The Erawan shrine stands at the Ratchaprasong intersection of Bangkok’s Phloen Chit Road and Ratchadamri Road. It was built in 1956 to compensate for the fact that the Erawan Hotel, owned by the government, had its foundations laid on the wrong date and the subsequent construction was fraught with challenges.
An astrologer suggested building the shrine, and thereafter there were no more hiccups. The hotel, however, was demolished in 1987, and the site used for the Grand Hyatt Erawan, where the gal visited yesterday.
The shrine holds a statue of Phra Phrom, the Thai version of Hindu god of creation Brahma. Day in and day out there are lines of people waiting to pay homage here, many bringing him garlands, lengths of marigold flowers strung by ladies working just a few feet away.
This is such a holy place that when a deranged local smashed the statue on March 21st, 2006 he was immediately beaten to death by angry people around – a replacement statue was put in place on May 21st, 2006, at precisely 1139, when the sun was directly overhead. The new sculpture is plaster mixed with real gold, bronze and bits of the old statue.
Oh the colour of those flowers! But then colour abounds in Thailand. Everyone who has ever been there has a bit of Jim Thompson silk as a souvenir.
You do not even need to go to Thailand – you can buy his scrumptious fabrics in 40 countries (in England, guess what, the local distributor is Fox Linton, the design firm behind the glorious epitomal country house hotel, Coworth Park).
There is even a Jim Thompson Fabrics blog, telling all about the use of his colourful silks and printed cottons in premium shows and so on – I say ‘his’, because despite the fact not a squeak has been heard of him since he disappeared on Easter Sunday, March 26th, 1967, in the Cameron Highlands of Malaysia, his legacy lives on. Personally I buy my Jim Thompsons in ‘his’ boutique at Four Seasons Bangkok.
What a sense of arrival there is at this luxury hotel, ten minutes’ walk south of the Erawan Shrine. From the main entrance, where cars pull up, it is a 30-foot walk between big decorative pools, both holding a starkly-white Puck figure (yes, the little imp again), rising, as it were, from hundreds of waterlilies.
Inside the main building, the lobby soars through two floors – room for live music in an upper gallery. More colour abounds. A bar at one end of the lobby turns a vivid gentian blue at night.
Overhead, 24/7, the ceiling is a painting of soft pinks and purples outlined in real gold leaf. The main flower display here is soft colours, to match. Elsewhere, in corridors and the lounge, there are brighter hues, with lots of orchids.
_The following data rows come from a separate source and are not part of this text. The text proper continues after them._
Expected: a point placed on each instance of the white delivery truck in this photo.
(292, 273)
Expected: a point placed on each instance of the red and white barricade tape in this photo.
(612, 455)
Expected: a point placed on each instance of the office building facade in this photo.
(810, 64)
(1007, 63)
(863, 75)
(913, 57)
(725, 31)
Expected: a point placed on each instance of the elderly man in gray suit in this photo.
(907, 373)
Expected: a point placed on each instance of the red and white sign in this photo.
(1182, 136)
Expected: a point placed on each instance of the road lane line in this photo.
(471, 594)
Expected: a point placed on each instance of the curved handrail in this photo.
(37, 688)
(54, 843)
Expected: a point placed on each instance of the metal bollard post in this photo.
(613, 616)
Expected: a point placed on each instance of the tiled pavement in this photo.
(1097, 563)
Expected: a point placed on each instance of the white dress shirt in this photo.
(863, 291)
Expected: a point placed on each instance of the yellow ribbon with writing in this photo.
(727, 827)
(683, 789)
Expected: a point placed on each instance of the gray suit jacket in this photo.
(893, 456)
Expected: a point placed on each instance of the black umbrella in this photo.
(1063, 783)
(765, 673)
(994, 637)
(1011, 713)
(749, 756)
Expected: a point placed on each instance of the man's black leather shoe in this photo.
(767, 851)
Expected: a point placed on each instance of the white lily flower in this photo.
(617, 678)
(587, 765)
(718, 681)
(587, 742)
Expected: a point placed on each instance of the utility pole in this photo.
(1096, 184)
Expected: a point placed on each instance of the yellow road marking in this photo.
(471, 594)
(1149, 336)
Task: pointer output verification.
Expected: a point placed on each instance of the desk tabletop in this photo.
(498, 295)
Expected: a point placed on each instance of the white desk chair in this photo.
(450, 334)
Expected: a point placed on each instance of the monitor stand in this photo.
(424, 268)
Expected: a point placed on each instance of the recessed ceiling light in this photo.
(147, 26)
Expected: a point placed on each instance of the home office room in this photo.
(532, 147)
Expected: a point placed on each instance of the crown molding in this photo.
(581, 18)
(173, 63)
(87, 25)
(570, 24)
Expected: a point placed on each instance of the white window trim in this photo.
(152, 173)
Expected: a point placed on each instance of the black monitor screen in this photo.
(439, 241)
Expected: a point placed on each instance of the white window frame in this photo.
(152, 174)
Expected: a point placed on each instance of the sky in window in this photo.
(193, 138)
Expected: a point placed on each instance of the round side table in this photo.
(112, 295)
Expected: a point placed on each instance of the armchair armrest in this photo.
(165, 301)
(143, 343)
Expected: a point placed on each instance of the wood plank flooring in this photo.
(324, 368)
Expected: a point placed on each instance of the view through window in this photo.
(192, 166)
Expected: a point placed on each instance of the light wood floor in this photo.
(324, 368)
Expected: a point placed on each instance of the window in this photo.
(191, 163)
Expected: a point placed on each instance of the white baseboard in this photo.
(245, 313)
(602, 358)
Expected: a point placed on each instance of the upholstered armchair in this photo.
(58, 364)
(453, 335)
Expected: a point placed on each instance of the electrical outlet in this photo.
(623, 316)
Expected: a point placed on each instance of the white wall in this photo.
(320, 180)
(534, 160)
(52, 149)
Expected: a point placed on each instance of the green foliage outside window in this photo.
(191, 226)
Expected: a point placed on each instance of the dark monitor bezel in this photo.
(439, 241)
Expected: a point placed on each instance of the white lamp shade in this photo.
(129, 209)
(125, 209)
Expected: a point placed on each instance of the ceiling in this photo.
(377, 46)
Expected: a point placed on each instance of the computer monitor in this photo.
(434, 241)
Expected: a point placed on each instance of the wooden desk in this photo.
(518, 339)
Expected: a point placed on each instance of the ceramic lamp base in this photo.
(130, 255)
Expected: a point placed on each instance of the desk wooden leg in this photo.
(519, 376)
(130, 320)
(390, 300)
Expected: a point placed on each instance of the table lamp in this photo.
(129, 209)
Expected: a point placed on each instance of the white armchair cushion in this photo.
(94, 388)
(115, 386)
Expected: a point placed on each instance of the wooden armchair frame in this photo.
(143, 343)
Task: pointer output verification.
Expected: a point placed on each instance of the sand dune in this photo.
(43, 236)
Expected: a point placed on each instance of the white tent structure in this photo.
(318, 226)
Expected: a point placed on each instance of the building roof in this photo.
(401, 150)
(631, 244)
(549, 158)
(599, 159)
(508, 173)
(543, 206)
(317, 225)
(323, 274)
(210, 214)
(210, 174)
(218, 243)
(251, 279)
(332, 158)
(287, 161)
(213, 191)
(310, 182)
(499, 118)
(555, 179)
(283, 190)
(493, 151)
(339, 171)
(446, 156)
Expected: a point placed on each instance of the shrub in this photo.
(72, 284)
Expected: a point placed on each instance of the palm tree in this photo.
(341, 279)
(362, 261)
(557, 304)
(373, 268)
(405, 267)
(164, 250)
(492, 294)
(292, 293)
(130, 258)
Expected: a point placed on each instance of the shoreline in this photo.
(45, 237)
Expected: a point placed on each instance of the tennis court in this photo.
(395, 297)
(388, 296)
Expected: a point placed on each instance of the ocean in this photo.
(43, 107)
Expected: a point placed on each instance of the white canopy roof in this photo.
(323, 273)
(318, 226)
The hotel is marvellously, 30 years old this very year, and delightfully lives up to its heritage (first Peninsula, then Regent and, for the last nine years, Four Seasons). Interestingly, one of its restaurants, Spice Market, also celebrates its half-century.
It was designed by a Jim Thompson contemporary, John Rifenberg, another erudite American expat who made Bangkok his home. I knew Rifenberg, and would revel in every minute of long lunches or cocktails with him, here or at his home nearby.
He was a raconteur and gossip from another, much-missed age. The hotel started with a strong food culture, and it continues.
In a couple of weeks’ time Four Seasons Hotel Bangkok holds its 13th annual World Gourmet Festival. The line-up this year is sensational.
In alphabetical order, there will be Shanghai-born Shiqin Chen, chef of the Michelin-starred La Rei in Il Boscareto; Diego Irrera, from 1884 Restaurante in Mendoza; Galvin Lim from Les Amis, Singapore; Igor Macchia from La Credenza, Piedmont; Michael Mina, the polymath restaurateur who is probably best known for his own-name restaurant in the at 252 California Street, San Francisco; Victor Quintillà Imbernón from lluerna, in Barcelona; Masa Shimakawa of Onyx, Los Angeles, and, finally, Frédéric Vardon of Le 39V in Paris. There is also tea mixologist Robert Schinkel, ambassador for Dilmah Tea.
The whole Festival is sponsored by Citibank, Mercedes-Benz and Thai Airways and it is a massive fundraiser for Save A Child’s Life from AIDS, a local charity whose patron, HRH Princess Soamsawali, is very much involved – yes, once again there is a reminder of how closely Bangkok hotels interlink with Thai royalty. Baht 500, about £10, from every ticket goes to the charity.
And meanwhile, even before the Festival begins, the eating and drinking goes on at this 354-room luxury hotel (my favourite rooms are those looking across Rajadamri Road to the Royal Bangkok Sports Club with its racing track bordering the golf).
When I leave, going out between the Pucks, I notice the new uniforms of the bellboys, with baggy Thai trousers in a soft turquoise that matches the lobby’s ceiling and its flowers. The gal approves.